Think polymerised SFO is quite a lot thicker than that, though.
 
Originally Posted By: bunnspecial
Unfortunately, a leaky/poorly maintained Z-S is also an accident waiting. The car will probably run very rich in the first place, which will make the cat hot enough to glow red, and gas drips right down on top of it. A fair number of cars caught on fire because of that.

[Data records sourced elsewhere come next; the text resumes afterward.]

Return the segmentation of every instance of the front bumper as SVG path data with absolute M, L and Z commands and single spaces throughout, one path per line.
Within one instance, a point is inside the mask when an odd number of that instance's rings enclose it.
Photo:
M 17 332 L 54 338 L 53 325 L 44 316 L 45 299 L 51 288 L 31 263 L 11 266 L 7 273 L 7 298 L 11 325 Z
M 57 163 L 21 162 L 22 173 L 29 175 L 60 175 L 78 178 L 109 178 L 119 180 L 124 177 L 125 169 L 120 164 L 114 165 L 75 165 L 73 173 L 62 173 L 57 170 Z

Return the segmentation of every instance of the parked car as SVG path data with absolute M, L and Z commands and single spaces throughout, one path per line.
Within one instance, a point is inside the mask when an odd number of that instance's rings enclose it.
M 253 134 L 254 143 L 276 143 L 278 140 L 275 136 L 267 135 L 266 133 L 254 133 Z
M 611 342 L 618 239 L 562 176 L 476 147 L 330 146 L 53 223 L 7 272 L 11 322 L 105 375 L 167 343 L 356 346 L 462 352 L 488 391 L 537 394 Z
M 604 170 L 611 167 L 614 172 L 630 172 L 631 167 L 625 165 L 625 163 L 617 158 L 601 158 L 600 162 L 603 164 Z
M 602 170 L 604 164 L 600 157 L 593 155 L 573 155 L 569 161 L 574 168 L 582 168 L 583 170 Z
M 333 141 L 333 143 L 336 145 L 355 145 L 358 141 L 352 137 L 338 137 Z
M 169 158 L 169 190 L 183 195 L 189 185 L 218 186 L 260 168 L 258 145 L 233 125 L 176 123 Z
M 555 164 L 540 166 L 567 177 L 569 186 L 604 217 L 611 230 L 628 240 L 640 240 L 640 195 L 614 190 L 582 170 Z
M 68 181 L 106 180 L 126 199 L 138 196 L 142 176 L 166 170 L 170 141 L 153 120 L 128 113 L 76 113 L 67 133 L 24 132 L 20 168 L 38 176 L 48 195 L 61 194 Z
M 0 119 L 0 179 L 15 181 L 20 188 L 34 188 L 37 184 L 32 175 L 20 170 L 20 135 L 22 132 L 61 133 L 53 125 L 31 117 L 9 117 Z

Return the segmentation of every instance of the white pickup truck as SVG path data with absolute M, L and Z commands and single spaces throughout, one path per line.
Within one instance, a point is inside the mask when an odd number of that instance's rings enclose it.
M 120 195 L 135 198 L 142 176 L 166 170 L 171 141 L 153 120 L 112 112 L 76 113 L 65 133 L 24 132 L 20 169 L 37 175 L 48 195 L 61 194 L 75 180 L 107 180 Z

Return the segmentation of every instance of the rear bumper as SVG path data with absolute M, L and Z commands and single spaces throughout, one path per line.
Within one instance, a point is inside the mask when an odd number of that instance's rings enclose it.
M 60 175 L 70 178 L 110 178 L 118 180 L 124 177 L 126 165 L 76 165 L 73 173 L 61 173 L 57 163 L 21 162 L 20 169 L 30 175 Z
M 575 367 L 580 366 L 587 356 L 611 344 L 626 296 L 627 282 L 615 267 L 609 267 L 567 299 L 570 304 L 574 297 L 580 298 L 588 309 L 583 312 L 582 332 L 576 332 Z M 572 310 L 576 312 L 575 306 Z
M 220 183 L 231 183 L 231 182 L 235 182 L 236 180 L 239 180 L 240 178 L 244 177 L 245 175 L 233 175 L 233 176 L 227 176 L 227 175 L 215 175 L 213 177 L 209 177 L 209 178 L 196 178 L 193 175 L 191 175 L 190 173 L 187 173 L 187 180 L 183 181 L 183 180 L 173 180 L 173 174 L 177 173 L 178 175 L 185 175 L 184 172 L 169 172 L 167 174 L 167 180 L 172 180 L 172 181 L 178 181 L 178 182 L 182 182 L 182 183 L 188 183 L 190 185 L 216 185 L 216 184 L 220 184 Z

I'd hate for someone to hook a sniffer up to my tailpipe, as I tend to run my car a bit on the rich side anyway. The engine seems to run better, and I get better performance. I don't go too much, though. Trust me when I say I've had some funny looks when people see me sniffing the tail pipe of my car
smile.gif



One of my first test runs when I fitted triple 1-3/4" SUs to my Holden 6, I learned the importance of replacing the rubber tipped needles on second hand carbs...petrol raining over the exhaust headers...
 
I might still have a couple of SU books (too many shifts), one detailing specs for every car fitted with an SU, and a book of needle specs - every needle, and dimensions at 10 intervals, 12 on some longer needles. It didn't help with my SU tuning when I fitted them to things like motorcycles, because most of the needles were not available anyway. I have several motorcycle carbs that use the same metering system, just a graduated needle and nothing else. Mine are Blue Magnum, a later version of the Lectron.
 
I HAD that book too...alas too many shifts, and parents with a propensity to throw anything out that they didn't see a need for in THEIR world.
 
Hah! Just been out in the shed and found my needle book - 28 to a page, 24 pages, so that's 672 different needles. I paid $1.10 for it. Still don't know where the other book is.
 
Well I just said I'd used straight 70, none of the wimpy multigrade stuff. I might've used it in my MkII Escort, it really sucked oil, until I put some rings in it.
 
Did the Escort have the 2.0L OHC Pinto engine? They seem to have a tendency to start drinking oil at high miles i took a local Capri i was thinking of buying for a test drive with a 2L Pinto but it smoked a lot and that put me off.
 
No, it was just a one owner 1300. The engine was perfect when I pulled it down, a set of new rings and it was good as.
 
Pennzoil 20w50 in my brother's oil burning Saturn. It still managed to burn through a quart of it every 200-300 miles.